Let's look at a fun, but still almost universally loved game, Super Mario Bros. 3 on the NES. It plays fast, the player has at most two hit points, and there are stages that are filled with enemies, but even when the player dies they almost never feel like the game has cheated them. I was even able to beat it on one "life" on several occasions. Now lets compare and contrast that to a game like Capcom's Super Ghouls & Ghosts on the SNES. The player similarly has two hit points and the stages are relatively barren of enemies in the early stages. So why is it that even on the lowest difficulty setting, and the maximum number of lives and continues (a total of twenty-seven tries) I cant get past stage 2? Is it because enemies just appear at odd spots on the screen with no way to avoid them, or is it because the stage will actually kill you without warning or any way of knowing where to stand when it tries? One constantly dies in this game without knowing how or why it happened, and trying to navigate the stage differently a second time doesn't mean that the previous obstacles will be avoided. Worth it? Most definitely not!

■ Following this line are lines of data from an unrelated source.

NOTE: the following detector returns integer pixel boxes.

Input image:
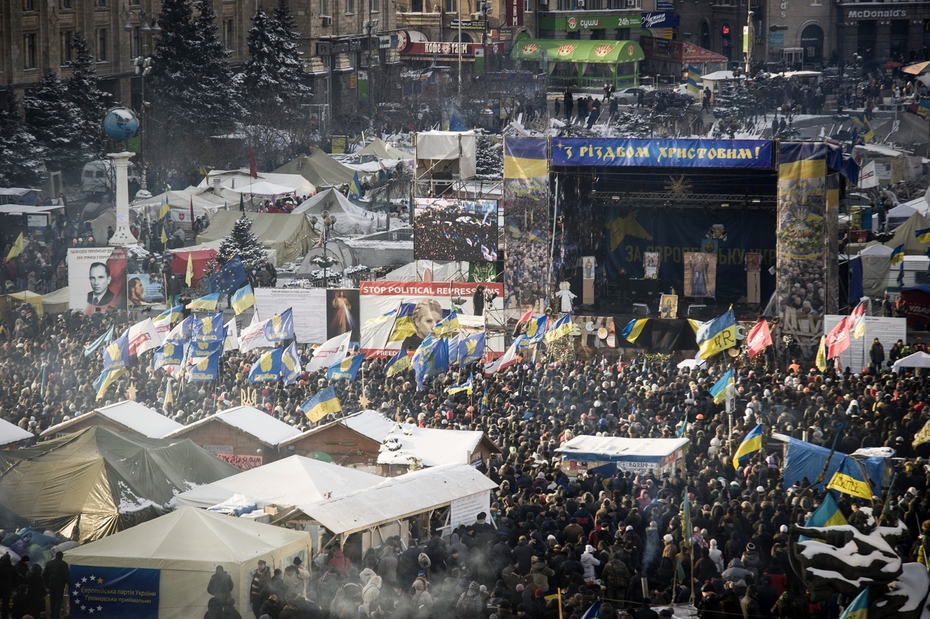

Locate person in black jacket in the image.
[0,554,17,619]
[208,566,234,601]
[43,552,72,619]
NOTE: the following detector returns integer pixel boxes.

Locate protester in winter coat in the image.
[580,545,600,581]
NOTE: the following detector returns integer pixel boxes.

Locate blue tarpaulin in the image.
[782,437,888,494]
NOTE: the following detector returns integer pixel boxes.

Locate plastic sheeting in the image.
[614,318,699,353]
[780,435,888,494]
[0,427,239,542]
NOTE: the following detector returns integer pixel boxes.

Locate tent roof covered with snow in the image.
[0,427,239,541]
[292,188,380,235]
[357,138,413,160]
[164,406,302,447]
[40,400,183,440]
[196,211,316,263]
[174,455,384,510]
[274,150,358,188]
[198,169,315,196]
[0,416,33,447]
[893,351,930,372]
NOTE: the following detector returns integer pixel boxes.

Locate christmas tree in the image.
[22,71,82,175]
[215,216,268,272]
[0,101,47,188]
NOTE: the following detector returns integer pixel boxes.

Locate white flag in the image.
[483,335,523,377]
[858,161,878,189]
[224,317,239,352]
[305,331,352,373]
[128,318,160,356]
[238,313,273,353]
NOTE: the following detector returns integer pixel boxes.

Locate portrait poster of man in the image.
[68,247,128,314]
[659,294,678,319]
[683,252,716,298]
[643,252,659,280]
[127,273,166,307]
[413,198,499,262]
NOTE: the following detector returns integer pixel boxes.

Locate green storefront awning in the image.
[511,38,644,64]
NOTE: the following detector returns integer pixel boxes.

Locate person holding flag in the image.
[733,424,764,470]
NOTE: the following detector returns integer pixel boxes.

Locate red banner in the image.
[746,320,773,359]
[506,0,524,27]
[825,316,851,359]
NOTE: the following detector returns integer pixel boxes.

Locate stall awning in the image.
[511,39,644,64]
[555,436,689,463]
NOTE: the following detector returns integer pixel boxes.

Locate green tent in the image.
[511,37,643,90]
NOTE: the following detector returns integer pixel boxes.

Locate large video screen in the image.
[413,198,499,262]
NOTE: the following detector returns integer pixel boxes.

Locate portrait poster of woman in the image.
[683,252,717,298]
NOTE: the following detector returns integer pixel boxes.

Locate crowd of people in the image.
[1,288,930,619]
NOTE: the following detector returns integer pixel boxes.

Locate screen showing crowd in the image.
[413,198,499,262]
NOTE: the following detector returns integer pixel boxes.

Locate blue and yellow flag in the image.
[230,284,255,315]
[522,315,549,346]
[188,292,221,312]
[159,196,170,220]
[264,308,295,342]
[327,353,364,381]
[93,367,128,400]
[154,340,186,369]
[709,368,734,404]
[102,333,130,373]
[249,347,284,383]
[543,314,573,343]
[348,171,363,200]
[413,336,449,390]
[853,113,874,143]
[838,587,868,619]
[6,233,24,262]
[805,493,848,529]
[890,244,905,265]
[84,325,115,358]
[385,346,412,377]
[192,312,224,343]
[504,137,549,179]
[432,312,460,338]
[187,349,221,382]
[302,386,342,422]
[387,303,417,342]
[620,318,648,344]
[815,335,828,372]
[281,341,302,385]
[153,305,183,332]
[459,331,486,366]
[447,374,474,395]
[189,338,223,356]
[697,308,737,359]
[916,227,930,244]
[732,424,764,469]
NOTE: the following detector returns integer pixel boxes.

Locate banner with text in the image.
[254,288,328,344]
[551,138,773,169]
[69,566,159,619]
[68,248,128,315]
[503,137,549,312]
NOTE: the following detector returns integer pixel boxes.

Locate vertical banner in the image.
[69,566,159,619]
[68,247,128,314]
[503,137,549,312]
[825,174,840,314]
[327,289,361,342]
[776,143,828,353]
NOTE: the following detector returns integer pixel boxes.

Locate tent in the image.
[130,187,228,230]
[886,202,918,229]
[41,287,70,315]
[855,244,892,298]
[3,290,43,317]
[40,400,184,440]
[274,151,358,189]
[196,211,317,264]
[357,138,413,160]
[885,211,930,255]
[773,434,891,494]
[415,131,477,180]
[174,455,384,510]
[292,188,381,236]
[555,436,689,477]
[65,507,310,619]
[379,260,470,282]
[893,351,930,372]
[297,239,360,275]
[220,180,298,197]
[0,427,239,541]
[0,417,33,448]
[199,169,316,196]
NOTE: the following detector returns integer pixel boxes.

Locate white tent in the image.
[174,455,383,510]
[357,138,413,160]
[893,351,930,372]
[65,507,310,619]
[0,417,32,447]
[223,180,298,197]
[199,169,316,202]
[292,188,381,236]
[379,260,469,282]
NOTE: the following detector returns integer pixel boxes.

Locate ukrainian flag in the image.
[387,303,416,342]
[620,318,649,344]
[384,346,411,377]
[93,367,128,401]
[188,293,221,311]
[503,137,548,179]
[838,588,868,619]
[348,171,363,199]
[815,335,828,371]
[709,368,734,404]
[231,284,255,315]
[522,315,549,346]
[159,197,170,220]
[543,314,573,343]
[917,228,930,243]
[732,424,764,469]
[697,308,737,360]
[327,353,364,381]
[302,386,342,422]
[446,374,473,395]
[432,312,460,338]
[805,493,847,528]
[890,244,905,265]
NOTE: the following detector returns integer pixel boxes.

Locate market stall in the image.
[555,436,690,478]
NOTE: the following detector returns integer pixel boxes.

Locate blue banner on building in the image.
[604,207,776,302]
[70,566,159,619]
[552,138,774,169]
[641,12,679,28]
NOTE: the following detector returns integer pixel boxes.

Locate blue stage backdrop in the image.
[552,138,773,169]
[603,207,776,303]
[70,566,159,619]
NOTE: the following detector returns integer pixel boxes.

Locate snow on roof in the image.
[167,406,301,446]
[0,417,33,446]
[855,143,905,158]
[41,400,183,439]
[298,463,498,535]
[341,411,491,467]
[555,435,689,461]
[174,455,384,510]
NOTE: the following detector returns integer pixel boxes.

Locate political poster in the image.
[503,138,549,311]
[413,197,499,262]
[68,247,128,314]
[359,281,504,358]
[127,272,165,307]
[327,289,361,342]
[254,288,327,344]
[69,565,159,619]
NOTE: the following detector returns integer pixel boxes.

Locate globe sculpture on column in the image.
[103,108,140,246]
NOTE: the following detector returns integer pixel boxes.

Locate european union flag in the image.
[459,331,486,366]
[102,333,130,373]
[70,566,159,619]
[263,308,295,342]
[187,349,222,382]
[192,312,224,343]
[327,353,364,381]
[248,348,284,383]
[206,255,248,295]
[281,341,302,386]
[413,336,449,390]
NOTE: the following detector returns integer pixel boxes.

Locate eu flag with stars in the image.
[205,255,249,295]
[70,565,159,619]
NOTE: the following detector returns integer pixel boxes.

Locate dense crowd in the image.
[2,294,930,619]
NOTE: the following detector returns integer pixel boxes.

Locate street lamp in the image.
[365,17,379,115]
[124,8,158,191]
[132,56,152,190]
[309,212,339,287]
[123,9,161,34]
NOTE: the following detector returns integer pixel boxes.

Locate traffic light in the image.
[722,23,731,47]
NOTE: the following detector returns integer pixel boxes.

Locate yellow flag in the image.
[815,335,827,372]
[5,232,23,262]
[912,419,930,449]
[826,471,873,500]
[185,252,194,287]
[160,226,168,244]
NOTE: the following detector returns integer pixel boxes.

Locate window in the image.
[24,34,37,69]
[23,0,35,10]
[96,0,107,6]
[524,0,531,11]
[224,19,235,50]
[347,0,355,14]
[60,0,72,8]
[321,0,330,15]
[132,26,142,58]
[445,0,456,12]
[61,30,74,64]
[97,28,108,61]
[371,0,379,14]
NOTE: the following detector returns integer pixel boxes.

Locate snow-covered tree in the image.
[65,34,109,161]
[191,0,245,133]
[22,71,82,175]
[0,101,47,188]
[216,216,267,270]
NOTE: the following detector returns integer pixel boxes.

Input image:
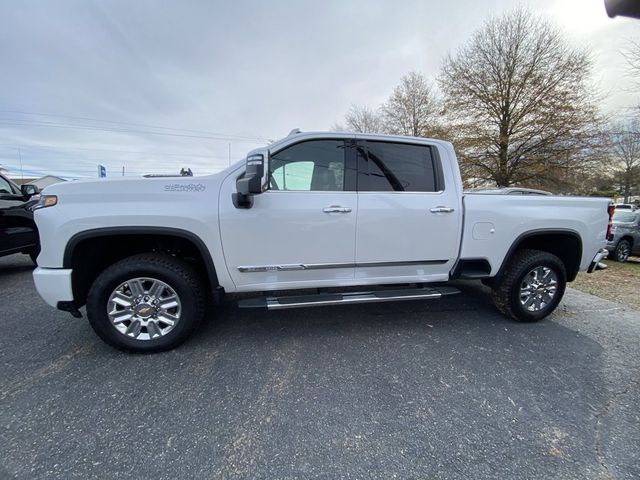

Capcom as a developer has been doing this for years - if they'd just put half as much effort into making the game mechanics work smoothly than trying to put as many cheap enemies as possible into Super Ghouls & Ghosts, it probably wouldn't have been the only game I ever took a masonry hammer to. I'm willing to bet not many people were able to get through the original Strider on the Genesis either. Did those few stubborn people who wasted twenty-three hours a day get a pot of gold at the end of the pain rainbow? No! While the rest of us were out working, romancing women, or moving on to games that were actually fun they got hundreds of hours of frustrating controls, cheap bosses, and "gamer's thumb." If you actually played through the game I salute you, jackass! Capcom did me one further with Maximo: Ghosts to Glory on the PS2. I was apprehensive, but my manager lent it to me, and I liked it! Except that when I bought it with the intention of finishing the game the dick game designers decided to punish me - when one continues so many times in the game, the game starts requiring more coins to continue, and as the game progresses they get extremely rare. Fun? No! Frustrating? Yes!

OVERALL: My beef with this game is my beef with Capcom, is my beef with all game designers: if you're going to make a game specifically for the hardcore market, perhaps you should start labelling all of your games "WARNING: HARD CORE DIFFICULTY" in big red letters on the front. This way, people with little skill or no patience (like me) won't waste our time or money on something that gives no enjoyment, and very little content, only "challenge."